When I display phpinfo(); i see two columns: local value and master value. When the web-server will choose local value and when it will choose master value?
master is either the value compiled into PHP, or set via a main php.ini directive. e.g. The value that's in effect when PHP fires up, before it executes any of your code.
local is the value that's currently in effect at the moment you call phpinfo(). This local value is the END result of any overrides that have taken place via ini_set() calls, php_value directives in httpd.conf/.htaccess, etc...
e.g.
php.ini: foo=bar
httpd.conf: php_value foo baz
.htaccess: php_value foo qux
ini_set: ini_set('foo', 'kittens');
Given that, the master value is qux, and the local value is kittens.

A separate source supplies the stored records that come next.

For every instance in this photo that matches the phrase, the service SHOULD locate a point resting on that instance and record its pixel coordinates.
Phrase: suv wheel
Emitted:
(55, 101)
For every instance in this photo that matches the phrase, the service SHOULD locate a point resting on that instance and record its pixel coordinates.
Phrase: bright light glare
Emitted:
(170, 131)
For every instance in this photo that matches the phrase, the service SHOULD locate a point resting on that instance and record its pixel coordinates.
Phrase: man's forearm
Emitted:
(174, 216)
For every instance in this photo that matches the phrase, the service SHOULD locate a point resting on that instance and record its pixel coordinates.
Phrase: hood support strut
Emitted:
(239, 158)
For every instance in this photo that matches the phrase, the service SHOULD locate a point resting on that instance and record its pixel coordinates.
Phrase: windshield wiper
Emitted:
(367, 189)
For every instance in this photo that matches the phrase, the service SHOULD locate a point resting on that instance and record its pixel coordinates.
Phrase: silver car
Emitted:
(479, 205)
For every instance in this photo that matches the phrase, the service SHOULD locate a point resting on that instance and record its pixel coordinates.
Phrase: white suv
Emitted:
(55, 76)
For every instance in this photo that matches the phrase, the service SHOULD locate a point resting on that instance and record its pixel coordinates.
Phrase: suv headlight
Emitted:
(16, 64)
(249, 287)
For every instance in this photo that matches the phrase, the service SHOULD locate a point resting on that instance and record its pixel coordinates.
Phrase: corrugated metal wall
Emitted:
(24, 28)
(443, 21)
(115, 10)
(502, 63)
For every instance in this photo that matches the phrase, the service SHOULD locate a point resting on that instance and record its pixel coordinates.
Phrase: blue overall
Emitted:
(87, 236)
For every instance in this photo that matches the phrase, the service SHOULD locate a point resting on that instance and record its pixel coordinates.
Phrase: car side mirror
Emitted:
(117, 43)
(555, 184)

"Master Value" (from php.ini) could be overridden with "Local Value" in httpd.conf, .htaccess or other Apache configuration with php_value directive.
The first is the local value, the second is the global value. The local value overrides the global value and is set within PHP, HTACCESS, etc. whereas the global value is set within php.ini. To answer your question, the first value is used.
local value in .htaccess or .user.ini (folder level configuration file)
overrides
master value set in php.ini (main php configuration file)
so even if we set master values in php.ini,
we need to check local values .htaccess or .user.ini
so php will check the local values first.